Over the past 20 years, there has been an alarming decline in a wide range of small native mammal species in northern Australia. The declines have occurred in remote areas that were previously considered ecologically sound. The causes of the declines are under investigation; changed fire regimes, grazing and introduced predators (including feral cats) are implicated. There is still much to learn about health and disease of small mammalian wildlife species in Australia and the paucity of knowledge has made assessment of the impact of disease in these declines challenging.
Over a two year period, research was undertaken by the Conservation Medicine Program, Murdoch University, in collaboration with Northern Territory (NT) Dept. of Land Resource Management to assess health and disease in native mammals in the tropical savannahs of the NT. Study sites were located in urban (Darwin) and remote regions (Bathurst Island, Cobourg Peninsula, Kakadu National Park and Groote Eylandt), and included both mainland and island sites.

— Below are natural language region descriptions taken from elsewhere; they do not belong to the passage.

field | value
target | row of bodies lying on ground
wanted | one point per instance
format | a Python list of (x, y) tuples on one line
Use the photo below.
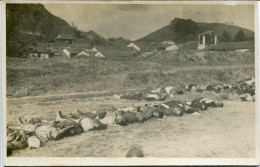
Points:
[(243, 90), (34, 132)]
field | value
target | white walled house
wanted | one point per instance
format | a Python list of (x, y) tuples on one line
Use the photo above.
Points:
[(132, 45)]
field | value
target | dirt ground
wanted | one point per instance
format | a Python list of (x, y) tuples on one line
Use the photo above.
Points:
[(216, 133)]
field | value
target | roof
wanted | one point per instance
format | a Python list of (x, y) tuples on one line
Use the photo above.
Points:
[(114, 48), (206, 32), (167, 43), (232, 46), (84, 45), (40, 49), (75, 50), (68, 37), (144, 46)]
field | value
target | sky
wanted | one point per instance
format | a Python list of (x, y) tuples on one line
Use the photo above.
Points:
[(134, 21)]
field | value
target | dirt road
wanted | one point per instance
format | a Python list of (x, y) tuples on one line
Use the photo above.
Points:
[(220, 132), (55, 97)]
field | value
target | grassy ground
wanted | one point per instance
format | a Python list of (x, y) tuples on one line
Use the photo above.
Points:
[(215, 133), (56, 75), (219, 132)]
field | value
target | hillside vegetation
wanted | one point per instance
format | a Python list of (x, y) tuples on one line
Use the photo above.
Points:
[(26, 77), (181, 30)]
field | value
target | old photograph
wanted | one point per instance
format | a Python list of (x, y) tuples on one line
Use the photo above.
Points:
[(129, 80)]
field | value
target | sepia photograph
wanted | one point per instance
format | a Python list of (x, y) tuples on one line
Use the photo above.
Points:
[(129, 82)]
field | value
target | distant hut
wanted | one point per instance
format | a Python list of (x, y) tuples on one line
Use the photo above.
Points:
[(39, 52), (66, 53), (64, 39), (132, 45), (167, 45), (206, 38), (99, 54), (82, 53), (171, 47), (142, 46), (81, 43), (114, 51)]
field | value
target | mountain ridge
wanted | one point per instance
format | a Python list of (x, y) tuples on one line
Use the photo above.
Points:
[(181, 31)]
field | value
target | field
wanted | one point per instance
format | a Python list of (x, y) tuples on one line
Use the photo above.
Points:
[(43, 87), (57, 75), (215, 133)]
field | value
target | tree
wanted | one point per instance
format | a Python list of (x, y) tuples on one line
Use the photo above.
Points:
[(240, 36), (226, 36)]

Investigation focused on four target species across four different families (brushtail possum, northern brown bandicoot, northern quoll and brush-tailed rabbit rat). Black rats and feral cats, as potential pathogen reservoirs, were also examined and sampled.
Animals were anaesthetised and investigations included assessments of health and specific testing for a range of prioritised pathogens of concern, including toxoplasmosis, herpesvirus and blood borne pathogens. De novo molecular testing was undertaken to investigate the presence and potential impact of novel pathogens. Sampling and testing was undertaken on almost 200 individuals. This is one of the most comprehensive and wide ranging disease investigations undertaken on multi-species declines in Australia.
The implications of our findings will be discussed in the context of wide scale population declines in the Top End of the NT and will include recommendations for ongoing work in this area.